We construct and study a natural compactification ${\bar{M}}^r(N)$ of the moduli scheme $M^r(N)$ for rank-r Drinfeld ${\mathbb{F}}_q[T]$-modules with a structure of level $N\in {\mathbb{F}}_q[T]$. Namely, ${\bar{M}}^r(N)=\mathrm{Proj}\mathbf{Eis}(N)$, the projective variety associated with the graded ring $\mathbf{Eis}(N)$ generated by the Eisenstein series of rank r and level N. We use this to define the ring $\mathbf{Mod}(N)$ of all modular forms of rank r and level N. It equals the integral closure of $\mathbf{Eis}(N)$ in their common quotient field ${\tilde{\mathcal{F}}}_r(N)$. Modular forms are characterized as those holomorphic functions on the Drinfeld space ${\mathrm{\Omega }}^r$ with the right transformation behavior under the congruence subgroup $\mathrm{\Gamma }(N)$ of $\mathrm{\Gamma }=\mathrm{GL}(r,{\mathbb{F}}_q[T])$ (“weak modular forms”) which, along with all their conjugates under $\mathrm{\Gamma }/\mathrm{\Gamma }(N)$, are bounded on the natural fundamental domain F for Γ on ${\mathrm{\Omega }}^r$.

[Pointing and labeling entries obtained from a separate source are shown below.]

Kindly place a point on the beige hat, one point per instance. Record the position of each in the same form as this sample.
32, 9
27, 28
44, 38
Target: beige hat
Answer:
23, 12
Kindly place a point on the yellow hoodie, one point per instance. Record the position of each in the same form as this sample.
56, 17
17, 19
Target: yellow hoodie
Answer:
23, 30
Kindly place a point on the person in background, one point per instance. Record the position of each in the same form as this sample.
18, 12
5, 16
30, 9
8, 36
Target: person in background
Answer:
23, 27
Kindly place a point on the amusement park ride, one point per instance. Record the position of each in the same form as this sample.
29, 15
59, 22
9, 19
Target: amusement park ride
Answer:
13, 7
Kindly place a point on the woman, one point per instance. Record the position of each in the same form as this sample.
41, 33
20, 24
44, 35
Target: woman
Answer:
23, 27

我们构建并研究自然压实 ${\overline{米}}^r(N)$ 模数方案的 ${米}^r(N)$对于 rank- r Drinfeld${\mathbb{F}}_q[吨]$-具有层次结构的模块 $N\in {\mathbb{F}}_q[吨]$. 即，${\overline{米}}^r(N)=\mathrm{项目}\mathbf{艾斯}(N)$, 与分级环相关的射影变异 $\mathbf{艾斯}(N)$由秩为r和水平为N的爱森斯坦级数生成。我们用它来定义环$\mathbf{模组}(N)$等级r和等级N的所有模形式。它等于的积分闭包$\mathbf{艾斯}(N)$ 在它们的公商域中 ${\stackrel{～}{\mathcal{F}}}_r(N)$. 模形式被表征为 Drinfeld 空间上的那些全纯函数${\mathrm{\Omega }}^r$ 在同余子群下具有正确的变换行为 $\mathrm{\Gamma }(N)$ 的 $\mathrm{\Gamma }=\mathrm{GL}(r,{\mathbb{F}}_q[吨])$ （“弱模形式”），连同它们在 $\mathrm{\Gamma }/\mathrm{\Gamma }(N)$, 有界于Γ on的自然基域F${\mathrm{\Omega }}^r$.